Problemas en el futuro
Equilibrar la carrera y el hogar siempre ha sido difícil para los Boleto al paraíso estrellaquien conoció a su pareja en el set de 2001. El mexicano y se casaron en julio de 2002. En los últimos años, dice la fuente, Julia prometió reducir su trabajo para pasar más tiempo con Danny y sus hijos. los gemelos Phinnaeus y Hazel, de 18 años, y su hijo Henry, de 16 años. “Ser actor nunca me ha consumido. Es mi sueño hecho realidad, pero no el único sueño hecho realidad”, dijo el año pasado. “La vida que he construido con mi esposo, la vida que hemos construido con nuestros hijos, eso es lo mejor”.
Pero la fuente dice que el hombre de 54 años sintió que el trabajo de Julia, que le reportó unos 250 millones de dólares, estaba antes que el suyo. “Sintió que vivir en San Francisco perjudicaba su carrera porque vivían muy lejos de la acción”, señala la fuente. “Él siempre creyó que Julia anteponía su carrera a la de él, y a él le molestaba, pero tomó la decisión sólo para apaciguar a Julia”.
También extrañaba estar cerca de su familia en Palm Springs, sin mencionar a sus compañeros de surf. “Las cosas no estaban mejorando”, señala el informante. “Puso tensión en su matrimonio”.
No es la primera vez que la pareja sale al borde de una ruptura. Como Closer informó anteriormente, se habló de que Julia inicialmente estaba buscando una casa en San Francisco para encontrar un hogar para vivir sola.
Hacer o romper
Ante un ultimátum, la actriz finalmente dio marcha atrás. “Danny quería regresar a Malibú, donde tiene la playa a sus puertas para practicar surf y sus amigos de la industria que le dan trabajo”, explica la fuente. “Y él iba a ir tanto si Julia venía con él como si no”.
La decisión fue aún más crucial, ya que la pareja, que terminó relaciones a largo plazo para estar juntos, pronto se quedará sin el nido vacío. “Los niños están creciendo y pronto se mudarán”, señala la fuente. “Julia y Danny tuvieron que analizar detenidamente su matrimonio y decidir qué iban a hacer”.

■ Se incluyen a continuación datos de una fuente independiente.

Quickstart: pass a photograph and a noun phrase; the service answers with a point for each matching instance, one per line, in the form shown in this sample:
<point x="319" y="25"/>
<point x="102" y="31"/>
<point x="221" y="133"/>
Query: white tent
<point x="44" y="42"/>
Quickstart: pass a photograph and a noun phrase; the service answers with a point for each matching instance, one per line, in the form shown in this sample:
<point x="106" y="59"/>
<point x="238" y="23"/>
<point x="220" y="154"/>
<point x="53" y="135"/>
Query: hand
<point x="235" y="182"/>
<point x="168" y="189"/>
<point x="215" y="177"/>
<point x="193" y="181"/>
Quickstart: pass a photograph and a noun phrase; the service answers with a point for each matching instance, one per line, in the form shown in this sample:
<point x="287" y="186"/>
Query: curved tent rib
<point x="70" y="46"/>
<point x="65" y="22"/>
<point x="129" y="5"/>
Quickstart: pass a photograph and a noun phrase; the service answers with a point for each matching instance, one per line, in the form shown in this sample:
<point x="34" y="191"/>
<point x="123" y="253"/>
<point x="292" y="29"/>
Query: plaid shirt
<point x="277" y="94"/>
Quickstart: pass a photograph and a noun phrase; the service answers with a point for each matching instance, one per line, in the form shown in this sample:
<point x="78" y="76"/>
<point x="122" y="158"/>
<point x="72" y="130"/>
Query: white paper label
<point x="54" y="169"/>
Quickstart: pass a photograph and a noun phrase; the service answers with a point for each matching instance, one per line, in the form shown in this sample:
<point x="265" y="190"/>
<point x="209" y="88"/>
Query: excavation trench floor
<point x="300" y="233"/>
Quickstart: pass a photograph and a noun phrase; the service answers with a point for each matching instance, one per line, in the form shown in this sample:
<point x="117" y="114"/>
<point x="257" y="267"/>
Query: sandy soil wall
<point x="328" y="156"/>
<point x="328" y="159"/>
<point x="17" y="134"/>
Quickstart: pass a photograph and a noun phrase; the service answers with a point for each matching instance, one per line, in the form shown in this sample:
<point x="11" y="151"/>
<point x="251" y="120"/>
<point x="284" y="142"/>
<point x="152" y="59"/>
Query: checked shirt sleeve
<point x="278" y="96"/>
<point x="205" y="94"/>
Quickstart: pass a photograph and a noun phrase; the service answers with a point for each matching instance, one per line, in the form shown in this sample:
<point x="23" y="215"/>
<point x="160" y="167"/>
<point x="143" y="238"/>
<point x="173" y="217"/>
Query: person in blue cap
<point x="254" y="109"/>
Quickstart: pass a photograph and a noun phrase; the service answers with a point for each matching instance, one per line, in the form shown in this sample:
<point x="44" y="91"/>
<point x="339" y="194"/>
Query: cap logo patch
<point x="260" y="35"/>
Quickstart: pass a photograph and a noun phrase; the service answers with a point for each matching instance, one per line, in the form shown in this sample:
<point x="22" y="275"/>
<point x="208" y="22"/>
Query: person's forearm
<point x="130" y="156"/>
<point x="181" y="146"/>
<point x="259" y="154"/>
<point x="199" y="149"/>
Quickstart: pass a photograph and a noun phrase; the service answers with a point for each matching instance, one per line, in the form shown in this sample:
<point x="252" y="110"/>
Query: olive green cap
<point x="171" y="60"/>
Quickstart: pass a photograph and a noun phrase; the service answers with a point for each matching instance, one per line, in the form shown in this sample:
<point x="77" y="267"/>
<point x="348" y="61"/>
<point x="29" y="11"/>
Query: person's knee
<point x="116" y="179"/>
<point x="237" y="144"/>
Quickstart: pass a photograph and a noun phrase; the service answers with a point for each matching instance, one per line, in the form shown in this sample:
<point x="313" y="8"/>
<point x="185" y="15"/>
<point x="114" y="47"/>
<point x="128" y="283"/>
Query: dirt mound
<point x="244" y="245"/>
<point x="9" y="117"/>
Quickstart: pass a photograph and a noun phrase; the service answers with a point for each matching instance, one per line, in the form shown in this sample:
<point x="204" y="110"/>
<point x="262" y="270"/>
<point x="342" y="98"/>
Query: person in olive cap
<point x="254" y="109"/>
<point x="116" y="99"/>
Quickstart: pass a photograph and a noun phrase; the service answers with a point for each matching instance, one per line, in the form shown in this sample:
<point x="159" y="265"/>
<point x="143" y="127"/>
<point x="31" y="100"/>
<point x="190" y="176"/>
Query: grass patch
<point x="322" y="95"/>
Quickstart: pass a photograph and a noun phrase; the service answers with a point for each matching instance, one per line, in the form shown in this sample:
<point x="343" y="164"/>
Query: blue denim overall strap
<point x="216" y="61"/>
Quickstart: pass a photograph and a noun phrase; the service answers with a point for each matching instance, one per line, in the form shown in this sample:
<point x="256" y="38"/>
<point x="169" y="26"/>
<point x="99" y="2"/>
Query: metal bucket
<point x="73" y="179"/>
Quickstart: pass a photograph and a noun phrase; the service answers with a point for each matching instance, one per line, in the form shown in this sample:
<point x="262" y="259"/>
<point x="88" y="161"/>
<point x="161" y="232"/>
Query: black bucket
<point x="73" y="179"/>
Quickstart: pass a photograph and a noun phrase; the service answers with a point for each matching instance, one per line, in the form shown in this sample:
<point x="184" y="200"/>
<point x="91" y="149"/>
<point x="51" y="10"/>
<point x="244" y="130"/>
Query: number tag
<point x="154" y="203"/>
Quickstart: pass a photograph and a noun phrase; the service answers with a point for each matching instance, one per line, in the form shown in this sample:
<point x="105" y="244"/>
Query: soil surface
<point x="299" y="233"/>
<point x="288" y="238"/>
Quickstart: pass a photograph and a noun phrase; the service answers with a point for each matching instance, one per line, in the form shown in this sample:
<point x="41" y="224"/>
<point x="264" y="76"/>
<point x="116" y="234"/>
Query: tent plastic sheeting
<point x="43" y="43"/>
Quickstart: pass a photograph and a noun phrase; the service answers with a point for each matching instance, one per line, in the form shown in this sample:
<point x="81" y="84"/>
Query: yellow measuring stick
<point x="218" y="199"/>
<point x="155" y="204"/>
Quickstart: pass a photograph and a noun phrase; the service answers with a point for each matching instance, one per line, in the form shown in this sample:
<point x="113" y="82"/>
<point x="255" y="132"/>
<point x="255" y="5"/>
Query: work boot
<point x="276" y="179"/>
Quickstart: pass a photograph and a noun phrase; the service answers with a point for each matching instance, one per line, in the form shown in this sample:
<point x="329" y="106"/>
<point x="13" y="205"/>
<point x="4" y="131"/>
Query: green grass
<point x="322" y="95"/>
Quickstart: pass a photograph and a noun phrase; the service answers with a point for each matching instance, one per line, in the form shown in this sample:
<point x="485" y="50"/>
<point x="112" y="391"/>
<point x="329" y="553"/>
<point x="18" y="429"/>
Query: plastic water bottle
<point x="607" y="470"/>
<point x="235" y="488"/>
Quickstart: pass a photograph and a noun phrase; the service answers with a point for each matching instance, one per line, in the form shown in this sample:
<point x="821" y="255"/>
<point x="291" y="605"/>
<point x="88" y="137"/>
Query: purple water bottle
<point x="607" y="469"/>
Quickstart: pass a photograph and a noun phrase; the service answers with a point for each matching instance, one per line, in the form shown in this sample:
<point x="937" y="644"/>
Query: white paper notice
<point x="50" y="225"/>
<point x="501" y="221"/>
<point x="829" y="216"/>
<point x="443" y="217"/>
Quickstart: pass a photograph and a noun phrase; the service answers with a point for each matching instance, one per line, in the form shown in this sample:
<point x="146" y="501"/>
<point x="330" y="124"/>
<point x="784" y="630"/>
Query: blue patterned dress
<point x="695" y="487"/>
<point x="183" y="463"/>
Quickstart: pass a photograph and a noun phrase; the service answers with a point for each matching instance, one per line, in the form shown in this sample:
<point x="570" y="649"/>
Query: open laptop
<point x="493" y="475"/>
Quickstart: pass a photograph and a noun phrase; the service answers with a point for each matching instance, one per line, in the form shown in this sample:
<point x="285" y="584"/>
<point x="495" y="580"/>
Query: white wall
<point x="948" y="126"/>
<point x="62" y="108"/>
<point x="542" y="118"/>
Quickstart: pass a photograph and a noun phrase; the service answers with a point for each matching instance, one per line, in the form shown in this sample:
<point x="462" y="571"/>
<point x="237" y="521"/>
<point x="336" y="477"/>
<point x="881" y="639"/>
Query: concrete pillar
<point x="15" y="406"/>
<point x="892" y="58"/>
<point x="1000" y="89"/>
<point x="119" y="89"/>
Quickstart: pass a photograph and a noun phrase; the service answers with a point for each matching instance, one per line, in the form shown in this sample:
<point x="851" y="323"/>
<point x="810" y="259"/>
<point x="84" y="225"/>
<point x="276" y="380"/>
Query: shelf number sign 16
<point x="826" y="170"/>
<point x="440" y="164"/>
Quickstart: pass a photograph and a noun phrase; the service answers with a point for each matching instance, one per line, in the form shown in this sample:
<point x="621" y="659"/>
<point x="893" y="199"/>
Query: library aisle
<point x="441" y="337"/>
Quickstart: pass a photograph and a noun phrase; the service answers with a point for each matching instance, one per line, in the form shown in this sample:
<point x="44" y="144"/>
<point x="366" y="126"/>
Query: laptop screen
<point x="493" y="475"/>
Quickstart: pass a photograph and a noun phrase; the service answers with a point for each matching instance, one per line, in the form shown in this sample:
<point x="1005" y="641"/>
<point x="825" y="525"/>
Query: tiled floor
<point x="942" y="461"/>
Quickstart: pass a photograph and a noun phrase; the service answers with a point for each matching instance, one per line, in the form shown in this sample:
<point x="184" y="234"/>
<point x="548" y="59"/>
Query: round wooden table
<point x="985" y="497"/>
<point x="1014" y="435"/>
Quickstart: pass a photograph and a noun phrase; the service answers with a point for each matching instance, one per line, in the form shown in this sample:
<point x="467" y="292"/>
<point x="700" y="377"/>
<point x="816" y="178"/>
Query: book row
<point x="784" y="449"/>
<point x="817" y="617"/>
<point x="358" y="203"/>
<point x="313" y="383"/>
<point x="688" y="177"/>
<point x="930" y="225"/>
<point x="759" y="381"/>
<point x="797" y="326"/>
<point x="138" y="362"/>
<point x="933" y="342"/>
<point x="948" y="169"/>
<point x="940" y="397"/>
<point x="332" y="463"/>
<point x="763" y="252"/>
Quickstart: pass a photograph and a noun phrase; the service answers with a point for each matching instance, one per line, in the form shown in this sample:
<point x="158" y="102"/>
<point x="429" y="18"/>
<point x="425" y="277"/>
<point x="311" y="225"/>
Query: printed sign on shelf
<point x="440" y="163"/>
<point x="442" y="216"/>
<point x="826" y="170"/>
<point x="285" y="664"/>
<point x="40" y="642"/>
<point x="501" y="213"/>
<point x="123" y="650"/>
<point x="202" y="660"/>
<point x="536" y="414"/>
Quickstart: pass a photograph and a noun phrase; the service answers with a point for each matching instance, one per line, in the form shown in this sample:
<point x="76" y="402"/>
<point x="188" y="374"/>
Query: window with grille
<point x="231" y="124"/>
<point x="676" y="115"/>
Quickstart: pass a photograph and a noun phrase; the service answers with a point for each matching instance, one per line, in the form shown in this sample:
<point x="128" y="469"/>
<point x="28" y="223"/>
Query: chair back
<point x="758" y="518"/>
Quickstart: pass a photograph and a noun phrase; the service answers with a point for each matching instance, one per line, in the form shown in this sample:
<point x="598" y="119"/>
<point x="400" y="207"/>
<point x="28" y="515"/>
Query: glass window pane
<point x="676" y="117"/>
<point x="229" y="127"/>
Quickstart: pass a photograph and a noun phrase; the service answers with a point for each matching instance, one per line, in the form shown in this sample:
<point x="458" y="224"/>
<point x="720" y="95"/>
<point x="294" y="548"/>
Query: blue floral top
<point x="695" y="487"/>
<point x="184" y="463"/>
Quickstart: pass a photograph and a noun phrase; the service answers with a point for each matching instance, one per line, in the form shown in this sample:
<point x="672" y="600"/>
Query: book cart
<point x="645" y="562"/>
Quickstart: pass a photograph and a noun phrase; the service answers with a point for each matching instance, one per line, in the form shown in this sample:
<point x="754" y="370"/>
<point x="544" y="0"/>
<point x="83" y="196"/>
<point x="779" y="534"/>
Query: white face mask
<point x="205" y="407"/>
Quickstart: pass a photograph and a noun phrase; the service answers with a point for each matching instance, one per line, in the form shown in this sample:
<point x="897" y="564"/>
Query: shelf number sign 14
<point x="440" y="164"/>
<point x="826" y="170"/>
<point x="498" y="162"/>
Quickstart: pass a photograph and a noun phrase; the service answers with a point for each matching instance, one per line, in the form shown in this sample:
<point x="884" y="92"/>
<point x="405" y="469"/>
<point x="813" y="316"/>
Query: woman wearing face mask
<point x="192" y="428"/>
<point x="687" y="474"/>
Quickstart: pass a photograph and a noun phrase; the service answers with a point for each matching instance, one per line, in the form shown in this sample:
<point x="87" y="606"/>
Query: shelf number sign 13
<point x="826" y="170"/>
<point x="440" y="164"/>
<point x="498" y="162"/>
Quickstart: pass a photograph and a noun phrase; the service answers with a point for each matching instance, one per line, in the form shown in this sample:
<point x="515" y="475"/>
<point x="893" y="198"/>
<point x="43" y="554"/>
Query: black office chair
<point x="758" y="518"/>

En última instancia, eso significó un compromiso, lo cual no fue fácil para la pareja. “Mi marido y yo somos personas de fuertes convicciones y opiniones”, ha admitido Julia. El informante está de acuerdo. “Julia puede ser contundente a veces y sí, su carrera es importante para ella, pero ama más a Danny”. Al final, dice la fuente, “el matrimonio se trata de dar y recibir, y ella no quiere que este matrimonio fracase”.